27th of Marpenoth
So now I know why she wanted him.
Or rather, I know why she wanted a child. Why she wanted him, I can’t imagine. Was this her way of getting back at me for ignoring her deals, for encouraging Aaron and the others to stay far afield of her influence? The loss of a child seems such a unimaginably high price for simply foiling a few plans and putting a nick in such a large ego. I can’t imagine how the logic could possibly work within her head unless there was something else, something important about my son in particular that intrigued her.
But then, the fact that I cannot follow her logic is a problem in and of itself, isn’t it? Her mind does not work as that of a human — for human she most certainly is not — and so perhaps it is an exercise in futility to try and understand where Bagoda is coming from. But if her ire ignites at so little nudging as a simple person who wished for nothing but to keep to herself and protect her friends, I worry at what she may do once she realizes what course of action her insidious maneuvers have now encouraged me to pursue.
At the very least, I can feel secure in that Briar’s safety remains an important factor to her plans. For what all else she may intend for him, worries I held that she may kill him to get at me feel unfounded for now. My concern no longer lies in his life or death, but what her plans will do to transform him from innocent child into the sort of dark creature that is of her image. When I have him back — for I will have him back — will he be my child anymore? Or will he have forcibly been metamorphosed from my son into someone unrecognizable and evil?

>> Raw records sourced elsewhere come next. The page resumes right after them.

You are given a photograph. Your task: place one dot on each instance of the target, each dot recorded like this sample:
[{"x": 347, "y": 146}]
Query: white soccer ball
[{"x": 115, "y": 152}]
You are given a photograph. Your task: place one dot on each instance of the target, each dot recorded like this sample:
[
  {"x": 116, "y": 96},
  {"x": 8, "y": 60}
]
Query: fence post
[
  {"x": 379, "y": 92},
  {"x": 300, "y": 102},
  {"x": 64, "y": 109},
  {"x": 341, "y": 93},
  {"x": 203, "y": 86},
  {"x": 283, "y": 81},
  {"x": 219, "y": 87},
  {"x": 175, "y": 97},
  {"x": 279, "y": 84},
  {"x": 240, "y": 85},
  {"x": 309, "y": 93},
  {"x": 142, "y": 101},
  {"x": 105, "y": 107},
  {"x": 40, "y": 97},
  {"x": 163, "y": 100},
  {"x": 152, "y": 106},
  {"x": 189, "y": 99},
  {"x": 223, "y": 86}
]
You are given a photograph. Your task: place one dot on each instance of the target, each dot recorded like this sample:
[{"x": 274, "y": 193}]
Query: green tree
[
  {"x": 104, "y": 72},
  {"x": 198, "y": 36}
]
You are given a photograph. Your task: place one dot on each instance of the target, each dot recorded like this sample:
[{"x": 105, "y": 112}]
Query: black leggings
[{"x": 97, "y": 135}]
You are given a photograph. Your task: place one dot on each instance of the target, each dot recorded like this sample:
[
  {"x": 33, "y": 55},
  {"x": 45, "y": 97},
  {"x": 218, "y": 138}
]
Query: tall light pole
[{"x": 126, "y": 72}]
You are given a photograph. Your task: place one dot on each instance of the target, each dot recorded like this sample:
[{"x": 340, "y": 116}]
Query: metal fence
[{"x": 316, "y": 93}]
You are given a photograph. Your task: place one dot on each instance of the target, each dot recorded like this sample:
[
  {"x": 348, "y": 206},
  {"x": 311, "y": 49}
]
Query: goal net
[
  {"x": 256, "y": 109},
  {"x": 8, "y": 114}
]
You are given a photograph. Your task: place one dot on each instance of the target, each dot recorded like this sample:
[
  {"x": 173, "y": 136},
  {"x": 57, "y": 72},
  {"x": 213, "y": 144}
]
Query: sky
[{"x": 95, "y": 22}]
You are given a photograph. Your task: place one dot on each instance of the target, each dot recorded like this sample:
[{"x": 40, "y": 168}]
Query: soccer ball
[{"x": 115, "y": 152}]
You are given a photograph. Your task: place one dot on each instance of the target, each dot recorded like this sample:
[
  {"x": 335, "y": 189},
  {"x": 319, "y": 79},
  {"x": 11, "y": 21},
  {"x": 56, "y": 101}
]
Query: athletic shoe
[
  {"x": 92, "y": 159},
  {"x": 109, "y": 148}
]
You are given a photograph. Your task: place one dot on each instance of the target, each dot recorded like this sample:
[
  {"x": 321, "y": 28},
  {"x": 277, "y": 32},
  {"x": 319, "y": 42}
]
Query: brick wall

No, I cannot think like that. The short echo of a moment in which I gazed upon his face gave me a glimpse of the undeniable light that is his and his alone. It will take more than a witch’s words and actions to remake him anew… and just like his father, I must believe that no matter how he may be lead astray, his heart will remain steadfast and strong and always compelled towards goodness. That is the legacy which he inherits from the parents he has never known. I must believe that this will somehow bolster him through what is to come.
To speak of Anzo, it seems that he is finally in true possession of the letter which I intended for him. I thought that I would have liked it better for him to have been aware of the situation before it had escalated so far, but perhaps this is better.
Now he can know the name of his son.
Some part of me hopes that knowing of his existence may compel Anzo to truly settle down, to take his life seriously and consider his actions beyond their impact upon himself. Another part of me fears that the knowledge of what happened to Briar will only compel him towards recklessness, as before. If his folly leads him into the jaws of danger once again, I hold no hope for his survival. Bagoda needed him then… she does not need him now.
And then, it is just as likely that I may never see him again. With his memories gone, my letter must seem like ramblings of a woman gone mad… Oh, Anzo, if only you could realize that this deal you’ve struck threatens to break so much more than the heart of just your brother.
It is our last day here and he has not come.
I must try and rest easy in knowing that I can do or say no more than I have. This is now up to him.